Higher acreage coming under cash crops and the decline in area under pulses and food crops has set off alarms bells in official circles of Maharashtra.

Over the last four years, cash crops such as sugarcane and cotton have been fetching record prices, prompting farmers to shift to these crops. Even in Aurangabad, which is traditionally a non-cotton area, over 30 per cent of cultivable area came under cotton in 2010.

Shifting pattern

In 2007-08, production of food crops such as rice, jowar, bajra, nachani (finger millet) and corn was at 124 lakh tonnes and in 2009- 0 the production dipped to 102 tonnes.

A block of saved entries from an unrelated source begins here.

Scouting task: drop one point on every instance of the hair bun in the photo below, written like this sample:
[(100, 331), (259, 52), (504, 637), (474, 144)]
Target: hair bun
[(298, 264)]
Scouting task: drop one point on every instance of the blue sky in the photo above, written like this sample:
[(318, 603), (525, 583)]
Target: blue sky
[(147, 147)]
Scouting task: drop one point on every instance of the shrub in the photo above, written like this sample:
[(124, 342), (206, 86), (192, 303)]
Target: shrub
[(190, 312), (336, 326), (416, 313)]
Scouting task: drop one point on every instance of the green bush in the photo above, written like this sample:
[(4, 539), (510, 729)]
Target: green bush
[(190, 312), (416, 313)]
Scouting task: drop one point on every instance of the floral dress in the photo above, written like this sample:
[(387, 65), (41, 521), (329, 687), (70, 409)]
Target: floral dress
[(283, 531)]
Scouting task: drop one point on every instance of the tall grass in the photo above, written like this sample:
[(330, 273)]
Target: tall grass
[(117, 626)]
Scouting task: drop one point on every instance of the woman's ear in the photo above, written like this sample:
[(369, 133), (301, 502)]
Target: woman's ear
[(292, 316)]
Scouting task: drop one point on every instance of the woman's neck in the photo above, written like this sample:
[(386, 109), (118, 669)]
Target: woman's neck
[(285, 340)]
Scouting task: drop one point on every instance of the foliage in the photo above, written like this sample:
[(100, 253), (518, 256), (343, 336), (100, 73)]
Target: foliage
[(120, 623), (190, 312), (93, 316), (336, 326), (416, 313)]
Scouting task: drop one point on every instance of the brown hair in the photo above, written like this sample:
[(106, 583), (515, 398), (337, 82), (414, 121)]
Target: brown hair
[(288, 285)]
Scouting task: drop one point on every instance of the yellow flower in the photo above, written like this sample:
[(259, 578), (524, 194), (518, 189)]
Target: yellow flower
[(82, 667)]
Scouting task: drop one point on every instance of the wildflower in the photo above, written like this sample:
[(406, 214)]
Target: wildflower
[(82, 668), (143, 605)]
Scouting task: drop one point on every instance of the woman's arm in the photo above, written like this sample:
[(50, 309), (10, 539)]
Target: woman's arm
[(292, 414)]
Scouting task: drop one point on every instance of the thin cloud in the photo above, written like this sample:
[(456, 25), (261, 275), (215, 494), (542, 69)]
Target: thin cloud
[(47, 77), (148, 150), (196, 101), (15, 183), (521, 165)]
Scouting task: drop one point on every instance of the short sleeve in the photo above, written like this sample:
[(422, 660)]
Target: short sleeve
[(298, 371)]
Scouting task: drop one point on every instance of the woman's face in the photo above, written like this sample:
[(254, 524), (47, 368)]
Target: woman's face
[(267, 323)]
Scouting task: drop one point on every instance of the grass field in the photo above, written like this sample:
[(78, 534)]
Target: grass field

A similar situation was seen in the case of pulses like tur, mung and urad dal – in 2007-08 the production was 30 lakh tonnes, which by 2009-10 had declined to 23 lakh tonnes, while oil seeds, whose production was at 49 lakh tonnes in 2007-08, declined to 28 lakh tonnes in 2009-10.

Official apprehension

A State government official said, “This year, if the trend of planting cash crops instead of food crops continues and unfortunately gets coupled with erratic rainfall, then it could lead to disastrous consequences. The food inflation will go through the roof and could lead to law and order problems in the State,” the official said.

Remedial plans

He said that the State government is gearing to take remedial measures such as subsidies on seed distribution, promotion of bio-fertilisers and new equipment for tilling the land, integrated pest management and incentivising production of seeds so that “even if a crisis arises, it is handled properly and foodgrain production does not fall drastically.”

The decline in the area under pulses and food crops was also on the agenda of the Chief Minister, Mr Prithviraj Chavan, who earlier this week while addressing Cabinet colleagues and State Government officials at the kharif review meeting said that in 2010-11 the area under cereals and pulses dropped by about 15 lakh hectares.

Agriculture expert Mr Jagadeesh Sunkad said that lower acreage under food crops and pulses could compromise the food security of the State and precipitate food inflation. The State's food security cannot be dependent on imports of foodgrains from other states, he said.